0
votes

I have an installation of two Kafka 2.1.0 brokers on a single Windows host. Default replication factor is set to 2. All other settings are default.

A producer is able to write messages to log even if I turn off one of the brokers. But a consumer stops consuming messages in this case. Even if I restart it, it doesn't get partitions assigned. It just writes to log this warning:

main - org.apache.kafka.clients.NetworkClient: [Consumer clientId=consumer-1, groupId=sout] Connection to node -2 (/192.168.0.1:19092) could not be established. Broker may not be available.

A consumer:

import org.apache.kafka.clients.consumer.*;
import org.apache.kafka.common.TopicPartition;
import org.apache.kafka.common.serialization.StringDeserializer;

import java.time.Duration;
import java.util.Collection;
import java.util.Collections;
import java.util.Properties;

public final class PumpToConsoleSimple {

  private static final Duration pollTimeout = Duration.ofSeconds(10);

  public static void main(String[] args) {
    final Properties consumerProperties = new Properties();

    consumerProperties.put(ConsumerConfig.ENABLE_AUTO_COMMIT_CONFIG, false);
    consumerProperties.put(ConsumerConfig.GROUP_ID_CONFIG, "sout");
    consumerProperties.put(ConsumerConfig.KEY_DESERIALIZER_CLASS_CONFIG, StringDeserializer.class.getName());
    consumerProperties.put(ConsumerConfig.VALUE_DESERIALIZER_CLASS_CONFIG, StringDeserializer.class.getName());
    consumerProperties.put(ConsumerConfig.BOOTSTRAP_SERVERS_CONFIG, "192.168.0.1:9092,192.168.0.1:19092");
    consumerProperties.put(ConsumerConfig.MAX_POLL_RECORDS_CONFIG, 1000);

    try (final KafkaConsumer<String, String> kafkaConsumer = new KafkaConsumer<>(consumerProperties)) {
      kafkaConsumer.subscribe(Collections.singleton("test"), new ConsumerRebalanceListener() {
        @Override
        public void onPartitionsRevoked(Collection<TopicPartition> partitions) {
          //do nothing
        }

        @Override
        public void onPartitionsAssigned(Collection<TopicPartition> partitions) {
          System.out.println("Partitions were assigned");
          kafkaConsumer.seekToBeginning(partitions);
        }
      });
      while (true) {
        final ConsumerRecords<String, String> consumerRecords = kafkaConsumer.poll(pollTimeout);
        consumerRecords.forEach(r -> System.out.println(r.value()));
        kafkaConsumer.commitSync();
      }
    }
  }
}

A producer:

import org.apache.kafka.clients.producer.KafkaProducer;
import org.apache.kafka.clients.producer.ProducerConfig;
import org.apache.kafka.clients.producer.ProducerRecord;
import org.apache.kafka.common.serialization.StringSerializer;

import java.time.Duration;
import java.util.Properties;
import java.util.concurrent.locks.LockSupport;

public final class OnceInASecondProducerSimple {
  public static void main(String[] args) {
    final Properties producerProperties = new Properties();
    producerProperties.put(ProducerConfig.KEY_SERIALIZER_CLASS_CONFIG, StringSerializer.class.getName());
    producerProperties.put(ProducerConfig.VALUE_SERIALIZER_CLASS_CONFIG, StringSerializer.class.getName());
    producerProperties.put(ProducerConfig.BOOTSTRAP_SERVERS_CONFIG, "192.168.0.1:9092,192.168.0.1:19092");

    long counter = 0;
    while (true) {
      try (KafkaProducer<String, String> producer = new KafkaProducer<>(producerProperties)) {
        producer.send(new ProducerRecord<>("test", "msg" + counter++));
      }
      LockSupport.parkNanos(Duration.ofSeconds(1).getNano());
    }
  }
}

Consumer continues work only after I start the broker again.

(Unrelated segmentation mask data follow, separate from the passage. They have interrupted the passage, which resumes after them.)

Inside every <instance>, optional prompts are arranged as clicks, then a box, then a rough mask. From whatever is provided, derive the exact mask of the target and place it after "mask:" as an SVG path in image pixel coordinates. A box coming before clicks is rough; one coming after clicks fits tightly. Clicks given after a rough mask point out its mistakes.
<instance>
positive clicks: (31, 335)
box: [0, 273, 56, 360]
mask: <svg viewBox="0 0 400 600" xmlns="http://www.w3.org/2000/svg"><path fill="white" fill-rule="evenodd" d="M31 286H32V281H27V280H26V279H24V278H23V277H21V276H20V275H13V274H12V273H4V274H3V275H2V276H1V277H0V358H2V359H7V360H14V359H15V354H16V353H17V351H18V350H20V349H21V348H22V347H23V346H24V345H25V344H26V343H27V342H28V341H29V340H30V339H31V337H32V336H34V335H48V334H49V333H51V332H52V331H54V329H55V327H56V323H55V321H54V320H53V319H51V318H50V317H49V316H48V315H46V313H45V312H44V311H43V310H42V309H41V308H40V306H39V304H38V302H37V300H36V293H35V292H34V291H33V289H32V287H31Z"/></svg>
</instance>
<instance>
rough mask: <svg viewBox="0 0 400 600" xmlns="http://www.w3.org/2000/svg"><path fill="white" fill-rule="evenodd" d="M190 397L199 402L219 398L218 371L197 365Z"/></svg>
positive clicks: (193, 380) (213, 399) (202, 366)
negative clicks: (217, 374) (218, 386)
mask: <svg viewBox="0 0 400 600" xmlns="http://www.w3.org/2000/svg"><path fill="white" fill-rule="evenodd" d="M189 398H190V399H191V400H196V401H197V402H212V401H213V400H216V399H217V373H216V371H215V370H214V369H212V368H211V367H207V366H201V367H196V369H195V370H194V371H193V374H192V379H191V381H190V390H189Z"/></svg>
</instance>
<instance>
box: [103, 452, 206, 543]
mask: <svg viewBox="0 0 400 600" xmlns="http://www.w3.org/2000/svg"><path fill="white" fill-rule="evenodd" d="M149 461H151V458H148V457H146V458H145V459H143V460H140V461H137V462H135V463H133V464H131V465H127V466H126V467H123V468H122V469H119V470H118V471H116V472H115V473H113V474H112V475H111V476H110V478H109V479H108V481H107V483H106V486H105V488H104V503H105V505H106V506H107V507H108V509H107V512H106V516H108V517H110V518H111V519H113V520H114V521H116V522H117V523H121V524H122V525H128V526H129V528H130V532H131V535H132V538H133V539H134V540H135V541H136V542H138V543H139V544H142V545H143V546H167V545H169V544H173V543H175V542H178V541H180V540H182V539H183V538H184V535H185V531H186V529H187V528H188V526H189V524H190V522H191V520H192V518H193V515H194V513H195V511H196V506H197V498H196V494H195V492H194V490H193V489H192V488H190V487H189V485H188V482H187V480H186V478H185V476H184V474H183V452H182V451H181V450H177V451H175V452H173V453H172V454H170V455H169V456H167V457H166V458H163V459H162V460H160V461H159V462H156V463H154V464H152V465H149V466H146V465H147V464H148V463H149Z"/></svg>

What I've missed? How to get high availability for Kafka consumer?

1
Connection to node -2 (/192.168.0.1:19092) .... 19092? Are you mistakenly specifying a wrong port?amethystic
No. There are two brokers on the same machine: the first uses port 9092 and the second uses 19092.Dmitrii Apanasevich

1 Answers

1
votes

Check offset topic __consumer_offsets state by kafka-topics script. The failed broker must be the coordinator for your group and __consumer_offsets's replication factor might be 1, thus the consumer cannot find the coordinator. Even you restart the consumer, it still failed to look up the coordinator.

In your case, you could bump up the replication factor of __consumer_offsets and retry to see if it works as expected.